Но урезонить Заплатина не удалось.
– Наказание за лжесвидетельство не сравнится с наказанием за убийство, – заявил он. – Пусть Феликс прикинет, понравится ли ему на каторге. Кстати, за убийство супруги его наверняка лишат всех прав состояния. И, боясь потерять малую толику своих богатств, он скоро лишится всего. Всего! И поедет из своего утопающего в розах замка в сибирские рудники! Да не поедет, а пойдет. По этапу! Гремя кандалами, прости за банальность.
– «И шли вы, гремя кандалами...» Мне кажется, ты уже все сказал, что хотел? – перебил его Колычев. – Литературные красоты вроде гремящих кандалов в подобной речи излишни. Они хороши лишь в выступлениях на революционных митингах да в подпольных изданиях. Все, Алексей. Позволь мне откланяться. Я передам князю суть твоих требований.
– Да уж, передай! Сделай такую любезность. И скажи, что я буду ждать еще один день. Только один день и все! Если завтра к вечеру денег не будет, твой князь горько пожалеет, что вообще родился на свет!
– Непременно передам. Кстати, я теперь с полным правом могу давать на следствии показания о шантаже и угрозах расправы – я слышал это только что от тебя собственными ушами. Это, знаешь ли, совсем не то, что говорить с чужих слов.
– Дмитрий, я не люблю угроз. Я ведь тоже с полным правом могу утверждать, что ты только что склонял меня к продолжению лжесвидетельства и грозил в противном случае свести со мной счеты. И попробуй это опровергнуть. Твое слово против моего. Так что Феликсу я советую подумать получше, нужна ли ему эта война со мной?
– А у тебя красивая шляпа, Заплатин. Кажется, такой фасон называется «панама»? Незаменимая вещь в южных губерниях...
– Колычев, не выводи меня из себя! Ни о чем более идиотском, чем шляпные фасоны, ты говорить не можешь? Да, черт возьми, это «панама». Доволен? А теперь пойди и передай Феликсу то, о чем я тебе говорил!
Заплатин резко повернулся, пошел по дорожке, сбивая на ходу головки цветов в клумбах, и вскоре скрылся за воротами парка.

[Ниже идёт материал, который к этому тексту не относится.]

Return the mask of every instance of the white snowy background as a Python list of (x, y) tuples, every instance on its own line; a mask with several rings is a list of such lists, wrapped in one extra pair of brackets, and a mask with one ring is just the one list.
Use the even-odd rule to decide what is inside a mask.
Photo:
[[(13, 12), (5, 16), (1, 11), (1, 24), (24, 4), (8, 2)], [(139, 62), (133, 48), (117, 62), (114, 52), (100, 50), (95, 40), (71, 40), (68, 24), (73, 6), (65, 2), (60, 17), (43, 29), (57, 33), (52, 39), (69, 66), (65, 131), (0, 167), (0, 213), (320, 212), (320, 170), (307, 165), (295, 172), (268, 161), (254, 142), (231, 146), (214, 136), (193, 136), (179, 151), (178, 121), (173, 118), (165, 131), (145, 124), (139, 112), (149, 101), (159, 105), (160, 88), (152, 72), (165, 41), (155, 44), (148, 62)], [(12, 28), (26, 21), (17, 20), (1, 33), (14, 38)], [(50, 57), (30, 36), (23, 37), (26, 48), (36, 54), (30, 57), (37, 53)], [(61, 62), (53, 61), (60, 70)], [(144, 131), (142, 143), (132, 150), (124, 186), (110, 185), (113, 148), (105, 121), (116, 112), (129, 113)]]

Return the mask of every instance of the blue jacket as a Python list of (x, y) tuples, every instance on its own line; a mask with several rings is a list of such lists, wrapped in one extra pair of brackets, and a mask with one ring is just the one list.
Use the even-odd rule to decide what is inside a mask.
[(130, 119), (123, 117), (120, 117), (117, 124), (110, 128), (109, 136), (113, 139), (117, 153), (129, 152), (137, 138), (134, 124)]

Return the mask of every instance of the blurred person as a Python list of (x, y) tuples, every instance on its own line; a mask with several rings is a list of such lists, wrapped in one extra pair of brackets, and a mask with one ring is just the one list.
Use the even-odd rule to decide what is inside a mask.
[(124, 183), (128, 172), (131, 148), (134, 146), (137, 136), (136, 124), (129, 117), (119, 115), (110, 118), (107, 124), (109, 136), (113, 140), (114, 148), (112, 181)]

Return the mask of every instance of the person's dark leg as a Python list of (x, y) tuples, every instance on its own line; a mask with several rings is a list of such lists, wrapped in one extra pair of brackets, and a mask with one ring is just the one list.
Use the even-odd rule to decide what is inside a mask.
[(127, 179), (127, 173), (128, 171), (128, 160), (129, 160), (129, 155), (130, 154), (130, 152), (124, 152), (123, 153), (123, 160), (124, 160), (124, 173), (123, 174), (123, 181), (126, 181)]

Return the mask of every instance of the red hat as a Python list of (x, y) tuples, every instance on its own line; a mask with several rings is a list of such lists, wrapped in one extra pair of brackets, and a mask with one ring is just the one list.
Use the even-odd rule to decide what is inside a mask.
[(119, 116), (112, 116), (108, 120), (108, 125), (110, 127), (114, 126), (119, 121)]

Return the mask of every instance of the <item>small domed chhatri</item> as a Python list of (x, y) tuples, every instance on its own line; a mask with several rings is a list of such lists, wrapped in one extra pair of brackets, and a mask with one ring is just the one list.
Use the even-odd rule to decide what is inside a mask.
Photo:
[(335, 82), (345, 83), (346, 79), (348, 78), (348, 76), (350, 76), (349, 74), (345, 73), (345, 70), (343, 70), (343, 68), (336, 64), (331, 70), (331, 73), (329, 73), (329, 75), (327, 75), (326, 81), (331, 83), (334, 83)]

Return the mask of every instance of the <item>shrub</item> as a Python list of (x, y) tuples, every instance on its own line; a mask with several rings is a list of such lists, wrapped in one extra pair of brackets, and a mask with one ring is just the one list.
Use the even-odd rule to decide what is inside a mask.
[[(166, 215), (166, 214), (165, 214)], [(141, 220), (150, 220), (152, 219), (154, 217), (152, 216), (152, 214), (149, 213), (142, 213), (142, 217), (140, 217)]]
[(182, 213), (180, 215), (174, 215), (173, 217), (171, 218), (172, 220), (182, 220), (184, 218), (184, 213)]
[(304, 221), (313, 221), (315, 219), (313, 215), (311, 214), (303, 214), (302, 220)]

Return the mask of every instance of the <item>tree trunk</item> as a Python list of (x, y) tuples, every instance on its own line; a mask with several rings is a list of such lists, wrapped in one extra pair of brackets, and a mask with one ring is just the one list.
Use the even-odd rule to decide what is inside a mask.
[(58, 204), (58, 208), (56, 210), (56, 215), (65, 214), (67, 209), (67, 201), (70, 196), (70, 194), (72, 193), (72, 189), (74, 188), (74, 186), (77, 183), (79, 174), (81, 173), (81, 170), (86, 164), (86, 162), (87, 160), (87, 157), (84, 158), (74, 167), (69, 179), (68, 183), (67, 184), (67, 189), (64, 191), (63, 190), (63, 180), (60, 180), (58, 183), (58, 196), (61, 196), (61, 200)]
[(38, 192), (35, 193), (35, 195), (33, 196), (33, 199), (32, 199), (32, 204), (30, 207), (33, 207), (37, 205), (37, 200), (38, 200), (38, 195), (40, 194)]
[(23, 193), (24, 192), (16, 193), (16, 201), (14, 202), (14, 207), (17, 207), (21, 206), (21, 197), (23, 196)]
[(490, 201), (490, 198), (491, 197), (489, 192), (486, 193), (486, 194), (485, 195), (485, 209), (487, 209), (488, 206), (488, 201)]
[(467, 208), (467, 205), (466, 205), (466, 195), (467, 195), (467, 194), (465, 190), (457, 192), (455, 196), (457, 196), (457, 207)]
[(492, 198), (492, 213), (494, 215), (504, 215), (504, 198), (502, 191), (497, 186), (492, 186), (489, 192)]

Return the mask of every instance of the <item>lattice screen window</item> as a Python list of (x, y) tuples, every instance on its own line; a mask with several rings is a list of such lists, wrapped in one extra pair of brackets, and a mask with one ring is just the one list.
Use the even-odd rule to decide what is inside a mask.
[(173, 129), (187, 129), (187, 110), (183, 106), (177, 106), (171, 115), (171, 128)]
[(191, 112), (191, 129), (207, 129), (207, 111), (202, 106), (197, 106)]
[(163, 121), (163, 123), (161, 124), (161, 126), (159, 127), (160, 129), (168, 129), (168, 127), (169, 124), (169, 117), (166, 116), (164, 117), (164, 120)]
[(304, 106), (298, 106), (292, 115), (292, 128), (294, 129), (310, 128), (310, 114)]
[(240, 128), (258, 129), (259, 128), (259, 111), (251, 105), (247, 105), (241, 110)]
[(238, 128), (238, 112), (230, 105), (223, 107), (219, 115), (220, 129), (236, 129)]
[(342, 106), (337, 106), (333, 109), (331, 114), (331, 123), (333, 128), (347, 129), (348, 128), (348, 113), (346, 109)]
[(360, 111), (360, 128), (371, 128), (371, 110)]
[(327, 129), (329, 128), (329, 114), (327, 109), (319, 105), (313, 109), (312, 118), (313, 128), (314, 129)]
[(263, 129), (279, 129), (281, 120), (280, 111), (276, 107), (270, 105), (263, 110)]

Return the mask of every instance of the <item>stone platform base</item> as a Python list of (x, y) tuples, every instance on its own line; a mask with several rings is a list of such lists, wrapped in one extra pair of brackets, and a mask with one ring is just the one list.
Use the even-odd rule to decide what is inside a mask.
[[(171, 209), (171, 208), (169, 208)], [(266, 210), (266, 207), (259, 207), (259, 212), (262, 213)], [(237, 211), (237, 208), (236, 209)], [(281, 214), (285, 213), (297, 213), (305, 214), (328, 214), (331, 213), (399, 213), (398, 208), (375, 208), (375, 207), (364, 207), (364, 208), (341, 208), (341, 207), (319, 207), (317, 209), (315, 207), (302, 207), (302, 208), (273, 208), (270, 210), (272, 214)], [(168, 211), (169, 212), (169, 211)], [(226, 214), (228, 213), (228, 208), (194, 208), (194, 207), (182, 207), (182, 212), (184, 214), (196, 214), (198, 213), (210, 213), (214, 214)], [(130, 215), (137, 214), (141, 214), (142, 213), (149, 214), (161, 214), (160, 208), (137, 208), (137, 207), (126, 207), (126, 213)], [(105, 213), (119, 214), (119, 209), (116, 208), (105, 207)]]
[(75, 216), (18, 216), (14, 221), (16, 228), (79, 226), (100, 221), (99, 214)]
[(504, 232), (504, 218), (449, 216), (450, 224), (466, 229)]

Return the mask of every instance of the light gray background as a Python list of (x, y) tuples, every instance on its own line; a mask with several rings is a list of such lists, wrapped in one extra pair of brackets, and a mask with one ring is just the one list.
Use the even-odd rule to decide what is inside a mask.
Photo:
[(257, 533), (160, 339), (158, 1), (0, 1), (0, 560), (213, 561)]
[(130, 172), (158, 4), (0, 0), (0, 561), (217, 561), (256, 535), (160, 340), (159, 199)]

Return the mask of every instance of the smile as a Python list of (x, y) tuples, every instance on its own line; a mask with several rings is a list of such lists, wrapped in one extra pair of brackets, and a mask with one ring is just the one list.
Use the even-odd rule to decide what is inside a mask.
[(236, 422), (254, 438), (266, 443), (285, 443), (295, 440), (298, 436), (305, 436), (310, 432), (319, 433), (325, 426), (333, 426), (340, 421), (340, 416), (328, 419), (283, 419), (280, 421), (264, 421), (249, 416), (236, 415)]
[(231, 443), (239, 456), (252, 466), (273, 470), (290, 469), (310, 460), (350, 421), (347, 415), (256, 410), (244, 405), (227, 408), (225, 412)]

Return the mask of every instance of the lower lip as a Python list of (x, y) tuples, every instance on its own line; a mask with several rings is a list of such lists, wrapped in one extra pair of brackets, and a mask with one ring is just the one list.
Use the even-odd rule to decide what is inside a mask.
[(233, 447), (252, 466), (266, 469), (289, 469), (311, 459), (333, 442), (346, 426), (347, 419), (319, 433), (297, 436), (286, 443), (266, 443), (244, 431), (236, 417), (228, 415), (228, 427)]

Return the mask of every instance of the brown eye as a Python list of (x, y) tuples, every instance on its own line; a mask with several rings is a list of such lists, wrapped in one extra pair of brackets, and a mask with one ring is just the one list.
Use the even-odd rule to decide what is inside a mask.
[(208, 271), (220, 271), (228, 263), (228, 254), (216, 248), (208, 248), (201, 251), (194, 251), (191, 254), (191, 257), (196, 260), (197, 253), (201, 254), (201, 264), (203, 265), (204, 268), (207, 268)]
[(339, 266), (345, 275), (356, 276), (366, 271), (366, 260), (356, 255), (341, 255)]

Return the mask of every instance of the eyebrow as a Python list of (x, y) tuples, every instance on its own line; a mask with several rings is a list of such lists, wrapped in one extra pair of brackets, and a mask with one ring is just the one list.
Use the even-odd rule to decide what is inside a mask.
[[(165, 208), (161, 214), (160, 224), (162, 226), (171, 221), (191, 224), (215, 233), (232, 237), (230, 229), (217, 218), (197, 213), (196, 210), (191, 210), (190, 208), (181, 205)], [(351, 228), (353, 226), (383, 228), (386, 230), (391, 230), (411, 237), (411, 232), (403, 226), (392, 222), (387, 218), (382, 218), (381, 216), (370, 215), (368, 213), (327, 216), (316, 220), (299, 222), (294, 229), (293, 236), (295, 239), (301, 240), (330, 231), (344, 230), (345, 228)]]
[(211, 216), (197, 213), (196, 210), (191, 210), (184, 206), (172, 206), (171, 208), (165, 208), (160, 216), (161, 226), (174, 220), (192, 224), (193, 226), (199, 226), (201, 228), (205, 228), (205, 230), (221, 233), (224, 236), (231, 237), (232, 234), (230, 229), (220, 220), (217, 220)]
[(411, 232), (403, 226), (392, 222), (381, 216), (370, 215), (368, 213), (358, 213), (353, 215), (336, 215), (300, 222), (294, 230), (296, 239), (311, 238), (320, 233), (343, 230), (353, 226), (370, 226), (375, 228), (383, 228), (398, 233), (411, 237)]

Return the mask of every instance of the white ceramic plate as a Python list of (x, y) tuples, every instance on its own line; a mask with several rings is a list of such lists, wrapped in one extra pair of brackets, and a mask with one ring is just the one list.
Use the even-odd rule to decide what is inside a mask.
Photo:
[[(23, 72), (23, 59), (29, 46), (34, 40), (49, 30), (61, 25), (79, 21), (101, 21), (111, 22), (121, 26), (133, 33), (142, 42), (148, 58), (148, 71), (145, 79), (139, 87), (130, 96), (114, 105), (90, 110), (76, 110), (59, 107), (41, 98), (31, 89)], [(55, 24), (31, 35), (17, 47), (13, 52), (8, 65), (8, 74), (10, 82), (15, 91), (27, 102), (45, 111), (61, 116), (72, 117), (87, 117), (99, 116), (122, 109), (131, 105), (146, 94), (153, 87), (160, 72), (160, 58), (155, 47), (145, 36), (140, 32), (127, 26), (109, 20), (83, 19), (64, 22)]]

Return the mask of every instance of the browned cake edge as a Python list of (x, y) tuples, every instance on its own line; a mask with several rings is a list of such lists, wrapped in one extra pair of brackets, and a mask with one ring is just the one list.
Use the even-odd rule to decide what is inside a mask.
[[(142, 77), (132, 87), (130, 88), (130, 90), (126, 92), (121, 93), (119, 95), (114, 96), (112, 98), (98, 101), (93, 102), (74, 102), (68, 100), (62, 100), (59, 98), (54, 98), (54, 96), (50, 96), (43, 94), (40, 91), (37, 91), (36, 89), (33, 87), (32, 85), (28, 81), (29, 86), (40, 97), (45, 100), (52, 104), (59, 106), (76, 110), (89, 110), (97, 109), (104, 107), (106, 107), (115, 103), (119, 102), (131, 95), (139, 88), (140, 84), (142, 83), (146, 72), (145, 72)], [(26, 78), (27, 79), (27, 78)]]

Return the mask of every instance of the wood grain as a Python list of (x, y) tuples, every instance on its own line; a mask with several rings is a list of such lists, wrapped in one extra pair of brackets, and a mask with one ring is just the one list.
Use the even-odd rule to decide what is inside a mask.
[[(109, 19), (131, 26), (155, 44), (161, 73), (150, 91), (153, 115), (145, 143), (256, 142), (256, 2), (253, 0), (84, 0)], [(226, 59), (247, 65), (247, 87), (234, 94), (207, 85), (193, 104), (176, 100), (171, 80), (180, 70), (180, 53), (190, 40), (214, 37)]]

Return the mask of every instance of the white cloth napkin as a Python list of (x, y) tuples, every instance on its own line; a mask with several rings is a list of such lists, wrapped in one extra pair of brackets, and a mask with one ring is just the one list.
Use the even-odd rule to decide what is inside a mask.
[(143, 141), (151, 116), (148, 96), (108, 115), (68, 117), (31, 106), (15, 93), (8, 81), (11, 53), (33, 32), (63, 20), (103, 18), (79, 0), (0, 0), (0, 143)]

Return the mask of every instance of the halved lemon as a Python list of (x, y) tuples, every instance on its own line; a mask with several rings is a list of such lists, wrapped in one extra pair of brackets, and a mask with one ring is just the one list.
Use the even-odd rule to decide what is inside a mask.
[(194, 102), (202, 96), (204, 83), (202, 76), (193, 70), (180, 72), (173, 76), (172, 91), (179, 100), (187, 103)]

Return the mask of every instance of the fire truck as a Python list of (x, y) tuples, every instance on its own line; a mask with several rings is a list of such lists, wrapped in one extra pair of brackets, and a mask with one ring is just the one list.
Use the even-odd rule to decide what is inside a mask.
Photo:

– Митя, о чем вы говорили? – нервно спросил Феликс, как только Колычев вернулся в гостиную.
– Да так, обо всем понемногу, – уклончиво ответил Дмирий.
– И что, ты сказал ему, что денег не будет?
– Естественно, сказал.
– А он обещал отомстить?
– Естественно, обещал. Дает нам еще сутки, а там уж... Грозится, что ты пожалеешь, что вообще родился на свет.
– Митя, и ты говоришь об этом так спокойно! Он же через день начнет действовать! – закричал Феликс.
– Успокойся, мы тоже начнем действовать.
– Да что мы можем сделать?
– Многое, – спокойно сказал Дмитрий. – Распорядись, чтобы приготовили экипаж.
– А куда ты собрался под вечер?
– Не я, а мы. Сейчас мы поедем в город, чтобы с утра не терять много времени. Переночуем там в гостинице, а завтра сразу, как проснемся, займемся делами.
– Делами? – удивился Феликс. – Какими?
– Важными. Ты знаком с вашим земским начальником?
– Шапочно. Но моего отца и, особенно, тетку старик земский знал очень хорошо.
– Прекрасно. Есть повод нанести ему визит и возобновить знакомство.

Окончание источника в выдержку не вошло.